TVWeek:With this being the final season of "The Sopranos," do you think it's likely the voters will be inclined to give it the dramatic series Emmy?
Mr. Perris: I can't predict; I have nothing to do with picking the winners. The five finalists now go back out with other episodes to a voting body that's a lot of people. It's not the entire academy; it's people who can now watch the episodes, and it's in the thousands. People will be able to watch those specific episodes and vote now that it's been whittled down to five finalists. So if you were a fan of a show that didn't make it to the five, you now get to re-vote among the five that are left. When we use the term "popular vote," please remember these are qualified members' popular vote. It's not just somebody who watches TV from his or her home in Phoenix.
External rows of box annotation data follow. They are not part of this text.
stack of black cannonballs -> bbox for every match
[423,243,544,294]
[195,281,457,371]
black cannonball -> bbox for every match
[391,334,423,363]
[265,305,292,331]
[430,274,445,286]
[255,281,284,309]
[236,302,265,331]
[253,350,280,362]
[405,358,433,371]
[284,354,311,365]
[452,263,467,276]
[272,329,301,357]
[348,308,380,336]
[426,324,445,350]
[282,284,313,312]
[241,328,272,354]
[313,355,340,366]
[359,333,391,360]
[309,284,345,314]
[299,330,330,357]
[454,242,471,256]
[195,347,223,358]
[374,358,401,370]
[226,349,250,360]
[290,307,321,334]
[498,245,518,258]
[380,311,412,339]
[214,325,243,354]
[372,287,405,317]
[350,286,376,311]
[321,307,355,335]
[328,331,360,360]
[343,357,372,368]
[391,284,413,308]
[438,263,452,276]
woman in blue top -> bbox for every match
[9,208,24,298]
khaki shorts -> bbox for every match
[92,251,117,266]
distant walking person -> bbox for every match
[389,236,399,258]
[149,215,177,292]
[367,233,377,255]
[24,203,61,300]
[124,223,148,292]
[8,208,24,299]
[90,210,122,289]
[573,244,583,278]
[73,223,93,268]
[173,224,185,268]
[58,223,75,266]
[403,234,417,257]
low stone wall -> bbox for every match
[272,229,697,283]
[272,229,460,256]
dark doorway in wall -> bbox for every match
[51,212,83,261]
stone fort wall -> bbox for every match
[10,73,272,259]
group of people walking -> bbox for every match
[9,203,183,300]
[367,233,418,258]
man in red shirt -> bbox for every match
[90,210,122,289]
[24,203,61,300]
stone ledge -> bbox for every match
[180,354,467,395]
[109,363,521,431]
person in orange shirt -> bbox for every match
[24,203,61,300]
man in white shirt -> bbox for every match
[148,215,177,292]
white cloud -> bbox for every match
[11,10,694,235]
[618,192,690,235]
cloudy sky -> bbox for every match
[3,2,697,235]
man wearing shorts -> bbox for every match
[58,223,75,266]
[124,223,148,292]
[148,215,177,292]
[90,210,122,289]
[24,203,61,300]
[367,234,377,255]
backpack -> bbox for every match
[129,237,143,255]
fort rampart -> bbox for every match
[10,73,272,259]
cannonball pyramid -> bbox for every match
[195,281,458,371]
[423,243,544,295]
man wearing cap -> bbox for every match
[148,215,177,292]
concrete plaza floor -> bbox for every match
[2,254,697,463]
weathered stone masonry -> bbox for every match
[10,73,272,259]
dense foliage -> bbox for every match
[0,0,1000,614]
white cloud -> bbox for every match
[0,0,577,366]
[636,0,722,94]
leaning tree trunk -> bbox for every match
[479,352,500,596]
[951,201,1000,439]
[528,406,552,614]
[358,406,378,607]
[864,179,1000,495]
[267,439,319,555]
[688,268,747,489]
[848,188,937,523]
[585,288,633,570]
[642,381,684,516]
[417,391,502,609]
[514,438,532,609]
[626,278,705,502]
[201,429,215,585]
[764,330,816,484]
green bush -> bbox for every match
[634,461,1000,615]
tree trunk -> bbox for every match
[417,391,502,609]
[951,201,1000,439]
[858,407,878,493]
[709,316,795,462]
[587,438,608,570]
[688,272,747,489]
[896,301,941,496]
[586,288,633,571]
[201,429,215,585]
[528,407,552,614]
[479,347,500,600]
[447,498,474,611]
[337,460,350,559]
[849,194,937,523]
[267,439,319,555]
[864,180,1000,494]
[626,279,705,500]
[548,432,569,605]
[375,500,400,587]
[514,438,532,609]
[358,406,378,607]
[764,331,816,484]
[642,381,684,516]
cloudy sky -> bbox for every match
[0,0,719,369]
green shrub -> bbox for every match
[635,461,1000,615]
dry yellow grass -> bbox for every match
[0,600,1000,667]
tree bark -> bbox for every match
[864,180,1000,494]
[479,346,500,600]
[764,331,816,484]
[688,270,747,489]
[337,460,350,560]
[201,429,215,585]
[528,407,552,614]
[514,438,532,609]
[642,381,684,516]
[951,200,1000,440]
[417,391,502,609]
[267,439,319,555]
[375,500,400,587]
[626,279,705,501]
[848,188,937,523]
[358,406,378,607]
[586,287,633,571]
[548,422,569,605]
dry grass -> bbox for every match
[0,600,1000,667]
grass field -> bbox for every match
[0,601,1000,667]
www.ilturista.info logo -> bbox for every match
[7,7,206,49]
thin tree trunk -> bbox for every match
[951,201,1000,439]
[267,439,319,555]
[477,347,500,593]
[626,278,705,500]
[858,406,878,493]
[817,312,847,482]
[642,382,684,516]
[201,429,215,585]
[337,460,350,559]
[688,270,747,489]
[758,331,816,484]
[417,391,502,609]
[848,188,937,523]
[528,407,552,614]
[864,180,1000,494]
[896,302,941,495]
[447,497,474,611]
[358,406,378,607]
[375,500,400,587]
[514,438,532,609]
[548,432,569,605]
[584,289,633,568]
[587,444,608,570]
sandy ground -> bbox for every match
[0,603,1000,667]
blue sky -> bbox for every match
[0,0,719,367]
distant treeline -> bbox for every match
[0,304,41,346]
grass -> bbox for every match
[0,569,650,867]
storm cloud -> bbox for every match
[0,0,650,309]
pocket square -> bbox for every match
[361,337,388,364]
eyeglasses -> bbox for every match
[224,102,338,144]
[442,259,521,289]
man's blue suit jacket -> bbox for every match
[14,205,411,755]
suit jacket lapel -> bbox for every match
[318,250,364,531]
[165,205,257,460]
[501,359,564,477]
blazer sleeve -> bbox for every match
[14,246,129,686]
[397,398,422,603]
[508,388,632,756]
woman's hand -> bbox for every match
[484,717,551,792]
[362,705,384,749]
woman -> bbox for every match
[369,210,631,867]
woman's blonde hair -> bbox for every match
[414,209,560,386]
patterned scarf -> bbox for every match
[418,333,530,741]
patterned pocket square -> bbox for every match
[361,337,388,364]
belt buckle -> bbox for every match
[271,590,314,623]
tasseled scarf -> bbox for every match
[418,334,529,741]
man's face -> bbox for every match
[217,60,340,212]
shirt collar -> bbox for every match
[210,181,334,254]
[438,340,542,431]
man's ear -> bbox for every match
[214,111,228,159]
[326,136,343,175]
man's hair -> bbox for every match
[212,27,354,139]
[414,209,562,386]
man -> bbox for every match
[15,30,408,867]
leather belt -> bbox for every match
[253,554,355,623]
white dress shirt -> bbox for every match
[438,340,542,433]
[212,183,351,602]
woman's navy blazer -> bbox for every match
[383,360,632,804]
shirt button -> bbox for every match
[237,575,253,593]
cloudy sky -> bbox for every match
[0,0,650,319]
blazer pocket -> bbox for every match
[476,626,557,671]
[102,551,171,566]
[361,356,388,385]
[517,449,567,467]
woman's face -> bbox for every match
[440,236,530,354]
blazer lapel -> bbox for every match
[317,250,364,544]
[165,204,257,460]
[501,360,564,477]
These are qualified members of the academy.

TVWeek:Looking back, are there any Emmy broadcasts that stand out in your memory as truly special?
Mr. Perris: Just to go back to last year, I thought getting the three original "Charlie's Angels" together as part of honoring Aaron Spelling was really great, because those people hadn't been together for a while. Also the salute to Dick Clark, who's an icon in TV, was kind of nice to see. Then there was the broadcast Ellen DeGeneres hosted after 9/11. She was great. And the show ended with Barbra Streisand singing "You'll Never Walk Alone." That was incredible. Here's the biggest problem with that: The Emmy broadcast can't win an Emmy. It's the one show that's not eligible to win. It's sad because many of the broadcasts are really terrific, and we manage to get 27 awards in and have entertainment value in it.

TVWeek:Is there ever a concern on your part that there are too many awards being given?
Mr. Perris: There's probably room for even more. Do we worry about it? No. It is what it is. There are a lot of deserving people in TV. The problem is trying to get it down to a workable group of nominees. The week before the Primetime Emmys, we have the Creative Arts Emmy show that is broadcast on E!. That's the Saturday before the Primetime Emmy broadcast. We give 70 awards out at that show, most of the behind-the-scenes people and a few guest actor categories. That's well attended, in the same auditorium, the Shrine.

TVWeek:Do you think this is a good era for television across the spectrum, network and cable?
Mr. Perris: The fact is that I'm looking over the list of nominees and we've got everything from AMC to Animal Planet to Discovery; the Emmys now encompass all of television. We, in fact, have opened up the Primetime Emmys, last year, to broadband. Not too many have submitted anything yet, but we're heading in that way. Cable has grown to where it has so many nominees now, and broadband will be there in the future, too. If you are on broadband now [you are] already eligible to enter the Primetime Emmys. This year we're going to spread the word more about that.